目的趣意

目的

本会は日本が世界に誇る無形文化の一つである古来伝承の伝統的な古武道等を術科、流派を問わず集大成し、単にこれらの技能的、形態的側面のみならず精神的面を重要視、これらを体系的に保存、伝承するための研究、調査、出版及び伝承者の育成を通じた普及発展を図り、もって日本文化の伝承に寄与することを目的とする。
さらに、本会はそれらの普及事業を通じて武道の生涯教育を広く促し、青少年の総合的健全な育成を図り、国際的な古武道発展に大きく寄与すると共に世界平和と国際親善に貢献することを目的とする。

趣意書

大日本武徳会の趣意

文武は車の両輪、鳥の両翼と言いならされて居る。
文武は一徳で各別のものでないというのが、わが国徳育の根本観念であることは、改めて言うまでもない。古くは中江藤樹が『翁問答』に天を経とし地を緯として天下国家をよく治め、五倫の道を正しうするを文という。天命を畏れざる悪虐無道の者ありて、文道を妨ぐる時は、或は刑罰にて懲し、あるいは軍を起し征伐して、天下一統の治をなすを武という。然る故に、戈を止という二字を合せて武の字を作りたり。文道行はんための武道なれば、武道の根は文なり、武道の威を用いて修むる文道なれば、文道の根は武なり。

「その外万事に文武のニは離れざるものなり」と書いて居るは、この根本概念を祖述するものに外ならない。時の隆汚と共に文の衰え武の潰さるることがなかったとはいえないが、文武が互に根となり一徳に帰するに非ざれば、修身、斉家その他一も功を奏するものでない。われわれが新に武徳会の隆昌発展を期する所以の理由は全く茲にある。

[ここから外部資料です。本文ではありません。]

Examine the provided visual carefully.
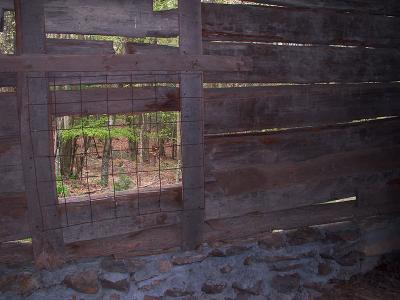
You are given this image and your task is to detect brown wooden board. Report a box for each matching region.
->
[205,83,400,134]
[204,195,400,241]
[0,54,252,72]
[205,119,400,219]
[248,0,400,16]
[0,191,31,242]
[50,87,180,116]
[203,43,400,83]
[178,0,204,250]
[46,39,115,54]
[202,4,400,48]
[15,0,64,268]
[66,225,181,260]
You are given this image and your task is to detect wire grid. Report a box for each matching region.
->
[27,72,204,229]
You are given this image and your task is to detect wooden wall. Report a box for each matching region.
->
[0,0,400,257]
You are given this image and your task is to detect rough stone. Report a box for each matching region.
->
[100,273,129,292]
[219,265,233,274]
[232,280,262,296]
[270,262,303,272]
[258,234,286,250]
[164,288,194,297]
[201,281,226,294]
[271,273,300,294]
[100,257,145,273]
[63,270,99,294]
[286,227,323,246]
[318,262,332,276]
[225,245,249,256]
[333,251,364,267]
[158,260,172,273]
[172,253,207,266]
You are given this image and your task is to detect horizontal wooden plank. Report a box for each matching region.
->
[203,43,400,83]
[0,54,252,72]
[205,120,400,219]
[0,192,31,242]
[205,83,400,134]
[50,87,179,116]
[45,0,179,37]
[66,225,181,260]
[0,242,33,267]
[46,39,115,54]
[0,92,19,137]
[248,0,400,16]
[204,195,400,241]
[202,4,400,48]
[63,212,180,244]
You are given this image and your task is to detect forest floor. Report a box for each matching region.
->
[58,141,182,198]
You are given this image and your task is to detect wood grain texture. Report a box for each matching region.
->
[0,191,31,242]
[249,0,400,16]
[50,87,180,116]
[46,39,115,54]
[204,195,400,241]
[179,0,204,250]
[202,4,400,48]
[0,54,252,72]
[205,83,400,134]
[203,43,400,83]
[206,119,400,219]
[15,0,64,268]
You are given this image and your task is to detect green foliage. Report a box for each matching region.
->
[60,115,138,141]
[57,181,70,197]
[0,11,15,54]
[114,168,132,191]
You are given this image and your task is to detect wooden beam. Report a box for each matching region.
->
[203,43,400,83]
[0,54,251,72]
[15,0,64,268]
[205,119,400,219]
[205,83,400,134]
[179,0,204,249]
[202,4,400,48]
[248,0,400,16]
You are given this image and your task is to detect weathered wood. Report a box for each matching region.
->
[202,4,400,48]
[205,83,400,134]
[203,43,400,83]
[45,0,179,37]
[206,119,400,219]
[179,0,204,249]
[0,192,31,242]
[0,54,252,72]
[46,39,115,54]
[66,225,181,259]
[50,87,180,116]
[249,0,400,16]
[0,92,19,137]
[204,195,400,241]
[0,242,33,266]
[63,212,181,244]
[15,0,63,267]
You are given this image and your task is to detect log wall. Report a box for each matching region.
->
[0,0,400,258]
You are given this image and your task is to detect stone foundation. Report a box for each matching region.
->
[0,220,399,300]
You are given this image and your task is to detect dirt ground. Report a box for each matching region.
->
[319,253,400,300]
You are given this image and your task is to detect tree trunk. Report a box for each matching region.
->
[100,117,115,186]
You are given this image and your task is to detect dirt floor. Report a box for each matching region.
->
[320,253,400,300]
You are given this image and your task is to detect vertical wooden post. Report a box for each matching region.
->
[178,0,204,249]
[14,0,64,268]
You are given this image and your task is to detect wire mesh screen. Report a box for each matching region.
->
[28,72,193,228]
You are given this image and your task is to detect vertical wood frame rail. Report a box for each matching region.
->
[178,0,204,249]
[14,0,64,268]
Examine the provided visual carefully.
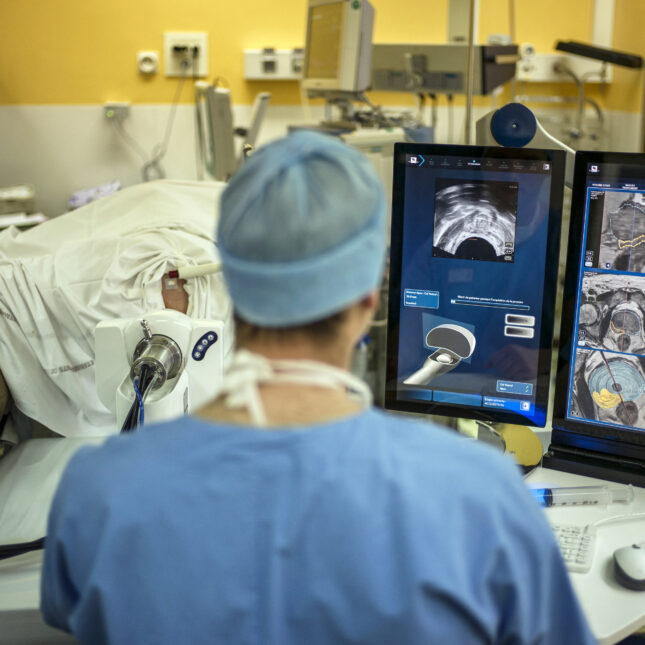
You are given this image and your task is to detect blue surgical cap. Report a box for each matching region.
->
[217,131,385,327]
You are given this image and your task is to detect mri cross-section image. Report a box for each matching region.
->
[578,271,645,356]
[571,348,645,429]
[432,179,518,262]
[598,191,645,272]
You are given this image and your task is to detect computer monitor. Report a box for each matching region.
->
[545,152,645,486]
[301,0,374,92]
[385,143,565,426]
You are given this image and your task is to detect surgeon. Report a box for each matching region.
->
[42,132,595,645]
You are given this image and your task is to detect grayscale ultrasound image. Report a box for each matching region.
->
[432,179,518,262]
[598,191,645,273]
[578,271,645,356]
[571,348,645,429]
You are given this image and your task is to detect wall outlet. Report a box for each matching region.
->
[103,101,130,121]
[244,47,304,81]
[164,31,208,76]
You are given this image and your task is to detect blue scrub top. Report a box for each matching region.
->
[42,410,595,645]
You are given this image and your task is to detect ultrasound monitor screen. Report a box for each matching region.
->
[554,153,645,439]
[385,143,564,425]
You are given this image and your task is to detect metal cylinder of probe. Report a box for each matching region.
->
[130,334,182,390]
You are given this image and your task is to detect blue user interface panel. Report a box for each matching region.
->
[565,158,645,430]
[386,144,564,425]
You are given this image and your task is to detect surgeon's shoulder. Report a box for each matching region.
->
[360,409,522,486]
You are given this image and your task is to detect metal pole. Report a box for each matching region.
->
[464,0,476,145]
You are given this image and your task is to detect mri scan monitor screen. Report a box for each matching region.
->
[385,143,564,426]
[549,152,645,485]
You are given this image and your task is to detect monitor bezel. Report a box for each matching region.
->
[384,143,565,427]
[551,151,645,460]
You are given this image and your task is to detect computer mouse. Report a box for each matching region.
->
[614,542,645,591]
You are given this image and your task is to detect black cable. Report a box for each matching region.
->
[0,537,45,560]
[141,60,188,181]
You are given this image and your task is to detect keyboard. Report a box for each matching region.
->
[551,524,596,573]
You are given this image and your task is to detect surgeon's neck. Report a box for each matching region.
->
[233,292,378,370]
[240,334,355,370]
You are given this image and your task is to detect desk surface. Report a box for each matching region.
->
[526,468,645,645]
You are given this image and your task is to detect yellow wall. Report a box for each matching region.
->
[0,0,645,111]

わが国、立国の淵源は宏く且つ遠い。謂ゆる近代民主々義の目的とする自由、平和、博愛、正義は皆このうちに包摂せられて居る。而してこの立国の精神を千古に貫くためにも文武並び進むことを必須とするのである。歴史を顧みるに、時勢の文武いづれにか偏にする場合国は必ず破れる。この意味において鬱々たる新日本の文運は武徳によって裏付けされねばならない。

われわれは文武一徳の趣旨に則り、新なる武徳会は、ひとり武道関係者のみの組織とせず、広く各界識者の団体たるべきを提唱する。而して武道の修業者が武技の研磨と共にこの雰囲気のうちにあって人格を陶冶し、国の徳育に貢献せんことを念願するものである。切に大方諸賢の賛同と支持を希う次第である。